The Fatty Boom Boom one-liner is hilarious: This is what happens when you wear a meat dress in the jungle.

The play on pop iconography is astute. Gaga created herself as a robotic freak, birthed from an egg through a mix of science and black magic.

She arrived as a mind-controlled and sexless puppet of the mass media. Die Antwoord neatly shattered her image by inserting a symbol of the natural world in her woman parts.

The reason behind it, of course, is fame and money. Die Antwoord had a nasty fallout with Interscope – which Gaga is signed to.

The band attacked the label, drumming up as much publicity as possible to launch their new album independently. Fatty Boom Boom is a publicity stunt that tells us American-style pop has reached a new level of nastiness.

The implication of it all for Die Antwoord is what’s curious, though. Gaga is not hard core; she is mainstream, they’re saying. Her tour will be a safari. Unlike her, Die Antwoord are the real deal. Except, of course, they aren’t.

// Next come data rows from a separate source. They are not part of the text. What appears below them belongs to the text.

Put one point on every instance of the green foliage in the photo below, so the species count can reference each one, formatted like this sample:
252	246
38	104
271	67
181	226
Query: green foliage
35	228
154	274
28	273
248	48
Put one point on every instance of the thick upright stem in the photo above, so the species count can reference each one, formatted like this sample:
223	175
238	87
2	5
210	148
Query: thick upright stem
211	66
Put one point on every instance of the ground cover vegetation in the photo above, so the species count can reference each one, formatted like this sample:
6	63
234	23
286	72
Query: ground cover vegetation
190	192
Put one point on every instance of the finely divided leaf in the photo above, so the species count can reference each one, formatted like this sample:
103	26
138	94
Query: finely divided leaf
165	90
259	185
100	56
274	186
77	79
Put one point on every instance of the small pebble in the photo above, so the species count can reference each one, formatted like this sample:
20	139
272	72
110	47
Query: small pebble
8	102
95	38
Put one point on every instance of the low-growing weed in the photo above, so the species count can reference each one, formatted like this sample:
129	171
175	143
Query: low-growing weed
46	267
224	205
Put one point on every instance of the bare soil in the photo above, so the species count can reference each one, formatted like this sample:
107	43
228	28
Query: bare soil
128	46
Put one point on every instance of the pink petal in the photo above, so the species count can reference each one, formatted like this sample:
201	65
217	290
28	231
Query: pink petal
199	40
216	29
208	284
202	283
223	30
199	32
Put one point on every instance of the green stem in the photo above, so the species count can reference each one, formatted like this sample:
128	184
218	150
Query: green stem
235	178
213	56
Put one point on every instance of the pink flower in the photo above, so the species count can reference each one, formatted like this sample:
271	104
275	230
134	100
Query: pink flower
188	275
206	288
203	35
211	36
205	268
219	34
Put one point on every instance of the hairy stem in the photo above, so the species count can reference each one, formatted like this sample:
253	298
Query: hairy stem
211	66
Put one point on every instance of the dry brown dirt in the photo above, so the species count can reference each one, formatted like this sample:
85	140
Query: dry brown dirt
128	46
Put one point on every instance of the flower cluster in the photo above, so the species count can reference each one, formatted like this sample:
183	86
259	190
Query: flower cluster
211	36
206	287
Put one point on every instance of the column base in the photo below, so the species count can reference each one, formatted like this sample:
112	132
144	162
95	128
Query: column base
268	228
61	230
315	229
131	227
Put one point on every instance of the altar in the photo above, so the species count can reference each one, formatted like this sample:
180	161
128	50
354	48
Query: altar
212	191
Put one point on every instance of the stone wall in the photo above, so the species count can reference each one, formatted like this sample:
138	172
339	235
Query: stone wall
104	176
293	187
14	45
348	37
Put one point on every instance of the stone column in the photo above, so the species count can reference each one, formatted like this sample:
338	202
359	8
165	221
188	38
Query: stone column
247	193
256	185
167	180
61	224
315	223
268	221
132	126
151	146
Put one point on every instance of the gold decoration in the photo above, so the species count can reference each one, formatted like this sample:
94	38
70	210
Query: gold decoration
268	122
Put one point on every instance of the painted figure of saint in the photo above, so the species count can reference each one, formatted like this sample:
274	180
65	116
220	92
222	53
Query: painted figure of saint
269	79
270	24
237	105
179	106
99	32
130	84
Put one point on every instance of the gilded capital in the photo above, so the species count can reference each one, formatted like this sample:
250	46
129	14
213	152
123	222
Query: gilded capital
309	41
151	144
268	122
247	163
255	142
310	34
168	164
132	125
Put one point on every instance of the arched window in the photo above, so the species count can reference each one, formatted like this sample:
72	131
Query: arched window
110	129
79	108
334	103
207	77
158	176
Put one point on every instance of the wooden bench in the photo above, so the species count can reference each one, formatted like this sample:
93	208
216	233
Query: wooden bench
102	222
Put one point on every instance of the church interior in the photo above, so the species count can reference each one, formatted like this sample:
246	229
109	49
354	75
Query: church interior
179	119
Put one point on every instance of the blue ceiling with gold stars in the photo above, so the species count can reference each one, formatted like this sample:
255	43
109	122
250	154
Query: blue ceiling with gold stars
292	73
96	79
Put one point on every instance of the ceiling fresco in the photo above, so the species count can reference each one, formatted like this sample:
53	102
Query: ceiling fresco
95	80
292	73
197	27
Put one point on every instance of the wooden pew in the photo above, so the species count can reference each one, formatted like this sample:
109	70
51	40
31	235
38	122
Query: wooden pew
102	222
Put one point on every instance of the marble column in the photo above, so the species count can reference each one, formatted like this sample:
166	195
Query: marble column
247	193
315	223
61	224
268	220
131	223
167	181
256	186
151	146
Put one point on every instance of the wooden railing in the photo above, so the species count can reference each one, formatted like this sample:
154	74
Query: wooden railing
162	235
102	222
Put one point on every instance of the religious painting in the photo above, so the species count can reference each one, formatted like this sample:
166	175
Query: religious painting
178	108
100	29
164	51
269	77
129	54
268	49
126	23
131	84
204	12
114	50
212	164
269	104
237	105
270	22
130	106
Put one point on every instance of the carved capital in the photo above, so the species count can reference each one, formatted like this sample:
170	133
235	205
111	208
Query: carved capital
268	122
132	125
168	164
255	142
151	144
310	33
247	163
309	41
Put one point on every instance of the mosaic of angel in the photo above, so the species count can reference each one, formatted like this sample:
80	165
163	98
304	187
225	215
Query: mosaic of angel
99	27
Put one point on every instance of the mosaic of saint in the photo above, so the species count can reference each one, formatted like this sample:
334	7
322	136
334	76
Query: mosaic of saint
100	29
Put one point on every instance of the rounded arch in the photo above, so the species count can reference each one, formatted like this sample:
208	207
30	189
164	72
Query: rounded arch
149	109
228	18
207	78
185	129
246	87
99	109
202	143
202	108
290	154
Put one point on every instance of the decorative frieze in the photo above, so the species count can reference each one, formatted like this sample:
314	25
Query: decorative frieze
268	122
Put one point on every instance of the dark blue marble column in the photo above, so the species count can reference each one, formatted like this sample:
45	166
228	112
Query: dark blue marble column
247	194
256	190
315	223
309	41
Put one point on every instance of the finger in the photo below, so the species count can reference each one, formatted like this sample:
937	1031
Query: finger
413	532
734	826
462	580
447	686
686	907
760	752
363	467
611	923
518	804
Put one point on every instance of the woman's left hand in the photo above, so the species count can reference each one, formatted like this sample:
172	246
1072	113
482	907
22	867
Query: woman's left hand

The middle-aged, middle-class ­Watkin Tudor Jones created the dumb, aggressive Ninja by neatly appropriating Cape Flats gangster culture and merging it with white poverty.

He says of his identity that he represents all South Africa’s cultures “f***ed into one person”. He’s essentially blackface and, in the Fatty Boom Boom video, Yo-Landi is painted in black – a zap sign to critics who raise the point that they’re “exotic coons”.

Of course American-style pop has long been a construct. Only one member of the Village People was gay and none of them sang – they mimed to hits generated by clever producers. In order to turn the stage into a music video, Madonna mainstreamed live lip-synching. Hell, Michael Jackson changed colour.

But it’s foolish to dismiss them – to say it’s “just pop”. Was Madonna “just pop” when she changed the Western world’s perception of femininity for better or worse? Nah.

In a world of pop power, just like Gaga, Die Antwoord are at best culture-busting tricksters. At worst, they are shock peddlers perpetuating unhealthy stereotypes to their armies of fans.

To shock, they will drape a snake around their six-year-old daughter, insult Xhosa initiation and glorify homophobia. They’ll act out misogynist fantasies and celebrate violence.

Lighten up, say their fans, Die Antwoord is an elaborate joke, a big old piss-take of gangsta rap.

The real problem, though, is that, like Gaga, their music is pretty crap. Neither makes music; they make an image. No one this week is talking about the song. They’re talking about the video.

Like Gaga, they need to keep reinventing themselves and, like her, they need to keep eating up the ideas of other artists to stay alive. That’s how it goes with shock pop. It eats itself.